In World War I, Mackersy served as an officer in the Royal Garrison Artillery in Malta and France. He was awarded the military cross.

== Career ==
After the war, Mackersy rejoined the bank in Vancouver. In January 1923 he was appointed an accountant in Nelson, British Columbia, and then in April 1927 an accountant in Edmonton. In August 1929 he was appointed assistant manager in Edmonton, in February 1936 assistant western superintendent in Winnipeg, and in January 1942 manager in Winnipeg. In October 1943 he was transferred to the head office in Toronto where he became general supervisor. He was appointed assistant general manager in October 1944, and general manager in January 1950. Mackersy was elected a director in 1951. In 1953, he was appointed president, succeeding Iredell Killaly Johnston, who died unexpectedly in February of that year. Mackersy remained president until 1956, when he was elected chairman of the board.

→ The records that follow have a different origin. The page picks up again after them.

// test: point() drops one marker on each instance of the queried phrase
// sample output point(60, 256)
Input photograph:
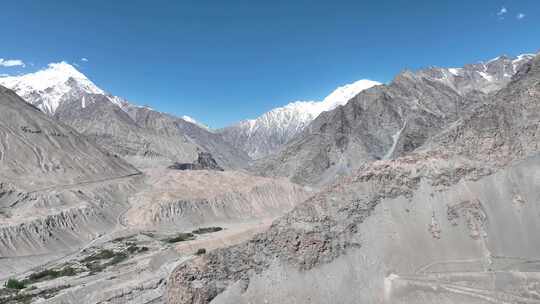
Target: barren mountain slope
point(140, 134)
point(454, 222)
point(36, 151)
point(268, 133)
point(386, 121)
point(57, 189)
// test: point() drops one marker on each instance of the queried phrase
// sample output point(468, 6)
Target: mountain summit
point(268, 133)
point(48, 88)
point(136, 132)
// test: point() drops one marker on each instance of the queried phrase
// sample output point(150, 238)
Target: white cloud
point(11, 62)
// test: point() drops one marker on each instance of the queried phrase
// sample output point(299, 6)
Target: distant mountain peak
point(195, 122)
point(46, 88)
point(267, 133)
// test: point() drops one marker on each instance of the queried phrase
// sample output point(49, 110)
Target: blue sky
point(223, 61)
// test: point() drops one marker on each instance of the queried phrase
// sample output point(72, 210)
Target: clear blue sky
point(223, 61)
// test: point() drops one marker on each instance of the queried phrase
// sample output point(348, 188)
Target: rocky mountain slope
point(468, 198)
point(41, 160)
point(138, 133)
point(80, 225)
point(268, 133)
point(36, 151)
point(388, 120)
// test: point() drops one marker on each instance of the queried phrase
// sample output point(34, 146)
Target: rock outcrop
point(452, 222)
point(387, 121)
point(205, 161)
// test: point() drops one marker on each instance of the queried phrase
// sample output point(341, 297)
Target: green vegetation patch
point(49, 274)
point(104, 254)
point(207, 230)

In October 1960, fearful of a takeover by Barclays Bank Canada, Mackersy opened merger discussion with Neil John McKinnon, president and chairman of the Canadian Bank of Commerce. The first meeting happened secretively at McKinnon's house at 116 Dunvegan Road. The two men arrived quickly at an agreement, and on 1 June 1961, the banks merged to form the Canadian Imperial Bank of Commerce. Upon the merger, McKinnon became president and Mackersy became chairman. Mackersy remained in office until 23 May 1963. He remained a director until his retirement in December 1966.

== Personal life ==
On 14 September 1918 at Christ Church Crewe, Mackersy married Gladys Kyle Osborn (1893–1965) of Nantwich, Cheshire. They had three daughters, Monica (1923–2008), Joan (–2003), and Anne. Mackersy died in Toronto on 19 July 1973 at age 82.